Francisco y Ezequiel apuraron sus jícaras de chocolate:

–Está bien, hombre, está bien –admitió Francisco dando muestras de querer retirarse– yo, como tú, todavía mantengo mi fe en Canek. Lo que me crispa los nervios es que el tiempo está corriendo y no hemos tomado los acuerdos necesarios a nuestro movimiento ni dispuesto las estrategias para el combate.

–Si, es verdad –aceptó Yupit–, y aunque tengo conocimiento de que la invasión a Mérida y a los otros pueblos grandes sería por las navidades, es preciso que nos lo indique el propio Canek en una próxima junta.

–¿Y cuándo sería eso? –intervino Chan– Ya estamos en octubre y el tiempo apremia. La Navidad no está lejos.

–Esta tarde acudiré a casa de Matías Uc –dijo Yupit–, quien mantiene contacto en Mérida con Canek. Me disfrazaré de mendigo para pasar inadvertido ante la gente: recuerden que yo, como muchos de nosotros, soy fugitivo de una encomienda y de seguro mis amos ya habrán dado aviso al gobierno. Pero les prometo que pronto les tendré noticias importantes.

 

4

 

El mensaje circulaba por toda la península por boca de indios adictos al caudillo.
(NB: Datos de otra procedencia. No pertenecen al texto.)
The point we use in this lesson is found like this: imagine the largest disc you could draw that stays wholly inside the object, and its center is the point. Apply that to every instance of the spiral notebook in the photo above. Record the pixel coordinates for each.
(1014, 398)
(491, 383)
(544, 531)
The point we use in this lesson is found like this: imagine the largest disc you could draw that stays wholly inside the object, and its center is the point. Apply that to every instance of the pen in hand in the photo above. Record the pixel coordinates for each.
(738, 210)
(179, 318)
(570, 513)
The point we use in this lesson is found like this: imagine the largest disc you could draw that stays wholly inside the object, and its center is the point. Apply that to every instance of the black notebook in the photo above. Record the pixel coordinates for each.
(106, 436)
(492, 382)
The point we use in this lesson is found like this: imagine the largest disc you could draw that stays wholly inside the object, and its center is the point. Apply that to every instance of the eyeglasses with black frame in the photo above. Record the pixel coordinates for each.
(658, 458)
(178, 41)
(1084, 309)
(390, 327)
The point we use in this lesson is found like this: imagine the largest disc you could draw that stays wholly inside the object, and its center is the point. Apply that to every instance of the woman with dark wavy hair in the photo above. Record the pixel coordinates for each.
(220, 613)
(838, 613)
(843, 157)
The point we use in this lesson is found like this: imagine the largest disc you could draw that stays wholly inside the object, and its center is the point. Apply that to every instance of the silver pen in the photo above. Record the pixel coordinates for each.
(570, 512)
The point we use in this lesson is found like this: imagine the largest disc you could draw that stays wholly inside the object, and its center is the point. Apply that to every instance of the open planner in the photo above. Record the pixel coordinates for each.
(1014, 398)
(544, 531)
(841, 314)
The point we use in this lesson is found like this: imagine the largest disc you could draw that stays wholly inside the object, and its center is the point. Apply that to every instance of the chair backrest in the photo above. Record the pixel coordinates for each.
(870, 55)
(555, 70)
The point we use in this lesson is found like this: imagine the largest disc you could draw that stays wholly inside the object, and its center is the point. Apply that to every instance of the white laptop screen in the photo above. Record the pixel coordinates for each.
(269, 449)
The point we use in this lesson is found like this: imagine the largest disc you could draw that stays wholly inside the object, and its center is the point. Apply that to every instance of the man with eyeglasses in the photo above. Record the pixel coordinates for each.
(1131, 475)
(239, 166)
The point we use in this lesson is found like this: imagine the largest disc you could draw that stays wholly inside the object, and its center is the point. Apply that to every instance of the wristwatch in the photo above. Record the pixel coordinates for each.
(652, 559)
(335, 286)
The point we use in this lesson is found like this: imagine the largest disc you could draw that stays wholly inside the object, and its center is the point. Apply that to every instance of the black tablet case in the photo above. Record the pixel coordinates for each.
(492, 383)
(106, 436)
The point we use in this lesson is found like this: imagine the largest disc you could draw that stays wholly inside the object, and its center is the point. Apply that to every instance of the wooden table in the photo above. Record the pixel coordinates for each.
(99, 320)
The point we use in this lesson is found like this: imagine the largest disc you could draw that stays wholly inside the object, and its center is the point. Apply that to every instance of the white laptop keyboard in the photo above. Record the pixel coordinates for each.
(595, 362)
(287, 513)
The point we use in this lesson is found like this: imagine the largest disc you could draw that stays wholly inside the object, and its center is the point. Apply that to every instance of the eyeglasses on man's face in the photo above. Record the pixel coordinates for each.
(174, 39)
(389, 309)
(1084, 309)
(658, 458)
Sobrevolaba por las habitaciones de las altas casas de los encomenderos en el lenguaje críptico de criados y ayudas de cámara; se hacía presente, asumido en singular silencio, por medio de visajes y leves movimientos de cabeza en las cocheras y en las porterías y en los comederos de la placita, en las cocinas de las residencias al calor de fogones sobre los que se cocinaba un bienoliente cocido de algo más carnero que vaca para calmar el apetito cordobés del amo mientras las tortillas de maíz se calentaban en el comal, salidas de las diestras manos de una cándida moza campesina para el almuerzo familiar. La noticia se enredaba por momentos en el maremágnum de la selva hasta escapar indemne y colarse en las chozas de los hechiceros, o madrugaba hecha brisa y rocío en el sosiego de las playas a la ruidosa llegada de los pescadores; regresaba a Mérida por la noche, todavía impetuosa, sin interrumpir la ociosa tranquilidad de los pelucones.

Y claro, todo se decía en maya. Y en la ciudad, la cosa no era para menos: lugar de residencia de la élite militar del capitán Calderón de la Helguera, de las oficinas del propio gobernador y su corte de haraganes, jugadores de tresillo, bebedores de ajenjo y violadores de mozas y de efebos indios de acuerdo con sus preferencias sexuales y el número de copas de vino consumidas. Y todos estos personajes no deberían sospechar, ni por asomo, que ya había un nuevo rey (o que estaba por serlo), un hombre santo, un brujo que llamaban Canek, bronceado por el sol peninsular, de rostro embijado, cabellos largos y mirada de odio, un pañuelo ciñendo su frente, un machete oculto bajo su camisa y un fusil colgado en su espalda, no precisamente para cazar perdices, que andaba convocando a miles de indios a hacer la jornada nocturna a Chichén Itzá para la gran conjura, convención de las almas rebeldes el sábado venidero, alrededor del Cenote Sagrado de la hierática ciudad de Kukulcán.